Nous pouvons également prendre l'exemple de la décision. La décision est-elle la nôtre ou s'impose-t-elle à nous ?

Si nous sommes attentifs à la manière dont une décision prend forme dans l'esprit, nous allons voir que la décision est une sorte de gestation, qui prend forme de manière subtile dans notre esprit, prend un temps variable pour mûrir, puis s'exprime lorsque le moment est venu. Elle s'impose alors à nous, dans notre esprit, et va pouvoir entraîner un acte. Dans tout ce mouvement, si nous ne projetons pas sur ce processus l'idée d'un moi individuel qui a le pouvoir sur la manifestation, nous pouvons constater qu'il se déroule à son rythme, sans qu'il soit possible d'intervenir et d'interférer. C'est la décision qui s'impose à nous, et non l'inverse.

La notion de libre-choix est ici remise en cause.
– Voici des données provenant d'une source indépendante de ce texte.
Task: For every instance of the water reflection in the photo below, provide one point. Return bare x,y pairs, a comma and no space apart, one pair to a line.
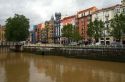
23,67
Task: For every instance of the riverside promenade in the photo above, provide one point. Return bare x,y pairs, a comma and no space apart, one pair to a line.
110,53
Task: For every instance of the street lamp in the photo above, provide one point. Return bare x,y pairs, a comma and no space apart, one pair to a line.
106,27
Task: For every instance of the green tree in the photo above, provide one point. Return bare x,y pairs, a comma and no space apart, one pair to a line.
118,26
71,32
95,29
17,28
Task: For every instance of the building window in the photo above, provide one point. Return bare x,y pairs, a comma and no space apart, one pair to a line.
124,10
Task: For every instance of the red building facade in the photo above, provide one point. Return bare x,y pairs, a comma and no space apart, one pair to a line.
82,21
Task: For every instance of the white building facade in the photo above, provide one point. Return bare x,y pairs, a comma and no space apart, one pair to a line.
106,14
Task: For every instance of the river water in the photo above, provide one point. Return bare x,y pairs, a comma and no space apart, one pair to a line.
24,67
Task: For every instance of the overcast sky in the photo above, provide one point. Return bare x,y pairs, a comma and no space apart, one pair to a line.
40,10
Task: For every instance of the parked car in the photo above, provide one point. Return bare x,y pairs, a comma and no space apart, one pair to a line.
116,44
73,44
98,43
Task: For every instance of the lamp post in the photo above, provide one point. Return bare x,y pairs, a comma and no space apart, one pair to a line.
106,27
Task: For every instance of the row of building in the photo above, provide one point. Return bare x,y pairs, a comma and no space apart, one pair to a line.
50,31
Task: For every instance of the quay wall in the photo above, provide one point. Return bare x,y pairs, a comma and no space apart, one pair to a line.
110,54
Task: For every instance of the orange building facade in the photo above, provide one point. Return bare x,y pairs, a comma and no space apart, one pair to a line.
82,21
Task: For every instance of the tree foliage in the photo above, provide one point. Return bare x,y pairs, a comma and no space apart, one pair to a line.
118,26
95,29
17,28
71,32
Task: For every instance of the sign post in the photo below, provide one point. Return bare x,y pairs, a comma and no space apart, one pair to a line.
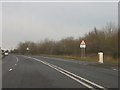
27,50
82,47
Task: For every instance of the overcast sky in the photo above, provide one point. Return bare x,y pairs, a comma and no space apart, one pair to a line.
37,21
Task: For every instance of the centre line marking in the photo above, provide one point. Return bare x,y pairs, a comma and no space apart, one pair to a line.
70,75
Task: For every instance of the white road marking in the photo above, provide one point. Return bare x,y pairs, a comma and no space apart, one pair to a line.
10,69
67,73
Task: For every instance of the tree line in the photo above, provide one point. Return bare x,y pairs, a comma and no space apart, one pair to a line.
104,39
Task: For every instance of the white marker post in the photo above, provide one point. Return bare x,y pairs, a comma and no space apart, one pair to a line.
27,50
82,47
100,57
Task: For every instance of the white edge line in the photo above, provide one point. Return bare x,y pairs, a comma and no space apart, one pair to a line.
70,73
48,64
61,1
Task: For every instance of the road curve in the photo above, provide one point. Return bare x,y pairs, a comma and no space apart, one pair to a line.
20,71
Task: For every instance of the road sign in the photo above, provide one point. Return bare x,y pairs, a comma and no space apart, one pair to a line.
27,48
82,44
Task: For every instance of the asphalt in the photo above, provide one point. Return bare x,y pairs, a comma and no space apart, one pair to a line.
23,72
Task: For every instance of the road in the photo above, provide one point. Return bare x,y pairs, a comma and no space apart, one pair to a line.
19,71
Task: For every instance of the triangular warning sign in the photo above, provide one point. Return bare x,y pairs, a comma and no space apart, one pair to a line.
82,42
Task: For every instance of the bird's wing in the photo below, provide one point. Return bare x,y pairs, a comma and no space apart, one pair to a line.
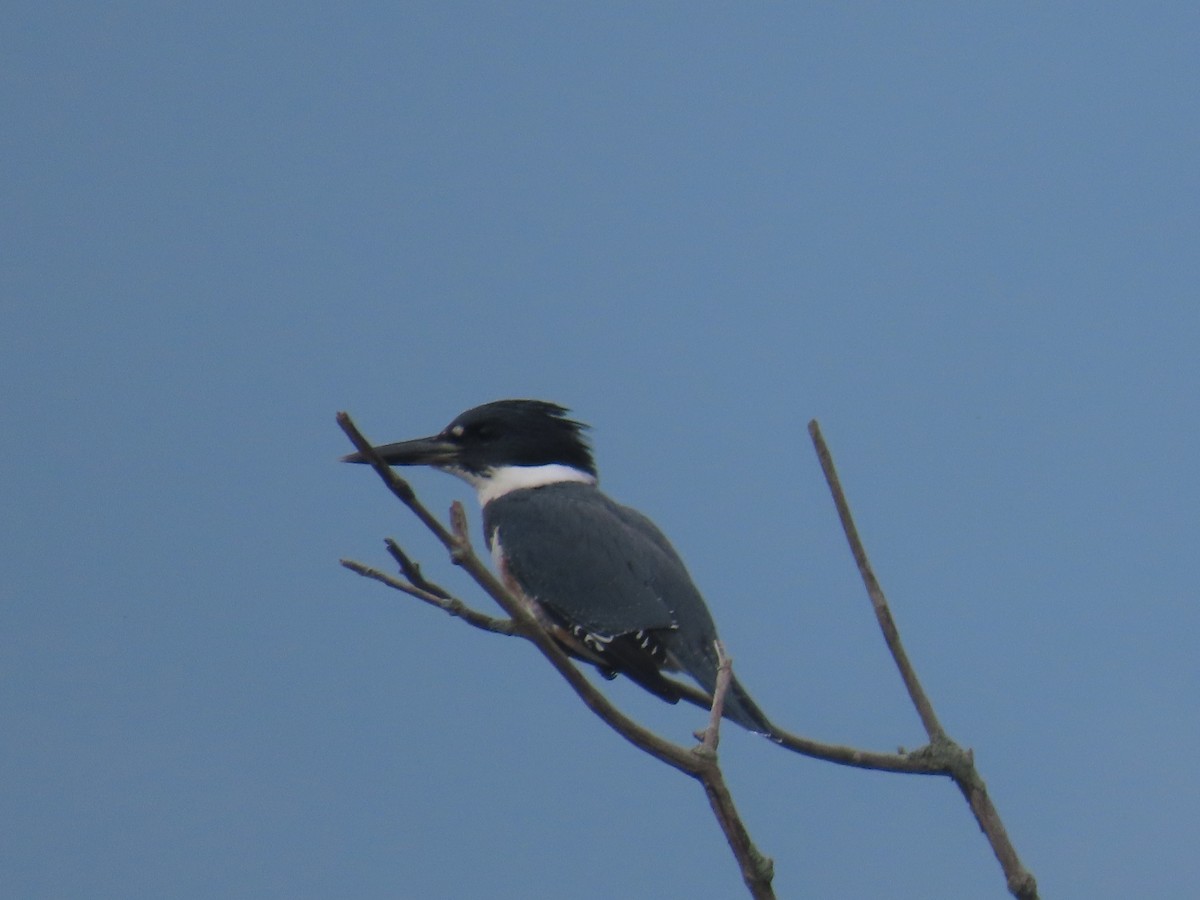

Si les décisions s'imposent à nous, les choix en feraient de même. Il n'y aurait donc pas de choix, mais une succession de décisions qui induisent des actes. La volonté peut bien sûr s'opposer à une décision qui s'impose, mais cette volonté fait également partie des forces de décision, et va influer sur le cours des choses.

Sommes-nous le maître de cette volonté, ou bien cette volonté s'impose-t-elle à nous ? Là aussi, nous sommes amenés à remettre en cause le moi individuel, et l'illusion de pouvoir dont il est prisonnier. La naissance du corps, sa maturation, et sa destruction sont-elles l'expression d'un pouvoir personnel, ou sont-elles la manifestation d'une intelligence impersonnelle dont nous serions l'acteur et le contemplateur ?

 

POUVOIR ET VISION

C'est en observant l'intimité de notre fonctionnement que notre compréhension va Épouvoir mûrir. Nous ne pouvons pas voir chez notre patient plus que ce qu'il nous est donné de voir en nous-mêmes. Les mécanismes propres à la souffrance ne sont pas différents chez l'un et chez l'autre. Ce n'est qu'en les découvrant en nous qu'il sera possible de les découvrir en l'autre. Sans cette vision éclairante, il est bien difficile de pouvoir orienter une compréhension égarée. Les attitudes dogmatiques sont souvent le reflet d'une méconnaissance des réalités profondes qui régissent notre être. Elles sont l'expression de la peur et conduisent à des dérives autoritaristes encore trop fréquentes dans le monde en transformation de la santé mentale.

 

ÉPILOGUE

Invitons-nous donc à mieux faire connaissance avec nous-mêmes si nous voulons offrir à nos patients la possibilité d'une compréhension nouvelle sur eux-mêmes, compréhension qui ne soit pas une aliénation à un nouveau système de croyance, mais un éveil à une dimension de tranquillité, signe d'un accomplissement intérieur trouvant son épanouissement dans l'ici et maintenant, et non dans l'ailleurs et plus tard.